The four years long European Union project – reaching half-time of its duration – aims at enhancing the use of organic sowing seeds besides increasing the productivity and the sustainability of organic farming through breeding activities. The participants of the meeting reported on their results already achieved, from which professional policy-related activities seem to be extremely successful. One of the tasks of the Hungarian Research Institute of Organic Agriculture (ÖMKi) is the organizational and operational analysis of on-farm plant variety testing methods and the elaboration of recommendations for the implementation of cost-effective organic variety tests with low infrastructural requirements. For this end, our colleague, Tina Kovács, made a fact-finding series of interviews in cooperation with Tove Mariegaard Pedersen, from the Danish consortium partner called SEGES, in which several organizations performing on-farm variety tests in 15 countries had been involved. The study is to be submitted to the European Commission at the end of May and based on the results the elaboration of the proposals can be started in the project.
Since it is important to disseminate the results of the research to as many farmers as possible in a plain language, we are to write Practice Abstracts focusing on each specific topic. The coordination of this task belongs to ÖMKi, and during the meeting, we made serious progress also in this field by collecting more than 70 abstract topics with the help of the participating project partners.
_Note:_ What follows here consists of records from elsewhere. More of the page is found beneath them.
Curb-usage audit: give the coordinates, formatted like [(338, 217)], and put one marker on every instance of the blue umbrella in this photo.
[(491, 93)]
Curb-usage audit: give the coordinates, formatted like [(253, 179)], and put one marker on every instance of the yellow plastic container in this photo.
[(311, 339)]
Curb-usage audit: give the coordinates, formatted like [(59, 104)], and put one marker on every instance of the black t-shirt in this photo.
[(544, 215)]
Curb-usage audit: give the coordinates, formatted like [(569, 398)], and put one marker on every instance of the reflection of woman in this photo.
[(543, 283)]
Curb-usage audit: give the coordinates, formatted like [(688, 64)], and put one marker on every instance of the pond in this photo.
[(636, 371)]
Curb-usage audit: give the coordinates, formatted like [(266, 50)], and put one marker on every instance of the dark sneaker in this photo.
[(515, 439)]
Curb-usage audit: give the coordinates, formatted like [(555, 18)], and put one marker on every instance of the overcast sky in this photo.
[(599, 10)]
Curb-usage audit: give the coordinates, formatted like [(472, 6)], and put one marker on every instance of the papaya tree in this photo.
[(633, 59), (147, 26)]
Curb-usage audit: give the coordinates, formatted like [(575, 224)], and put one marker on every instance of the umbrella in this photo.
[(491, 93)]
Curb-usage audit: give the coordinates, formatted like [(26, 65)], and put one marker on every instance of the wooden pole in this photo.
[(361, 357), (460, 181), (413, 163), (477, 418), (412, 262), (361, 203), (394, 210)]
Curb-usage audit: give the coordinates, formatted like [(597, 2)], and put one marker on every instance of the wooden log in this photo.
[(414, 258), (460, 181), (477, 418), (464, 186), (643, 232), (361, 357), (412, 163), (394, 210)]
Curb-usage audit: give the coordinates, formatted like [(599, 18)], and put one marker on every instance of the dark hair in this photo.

In the next one year, the ready Practice Abstracts will be published on the website of the project and also the EIP Agri and the Organic Farm Knowledge platforms, where they can be freely accessed.
The meeting was closed by a field visit, where the experimental sites of a comparative wheat variety test running for 25 years (including organic, transitional and conventional areas) have been presented by the Polish project partners (Institute of Soil Science and Plant Cultivation – IUNG).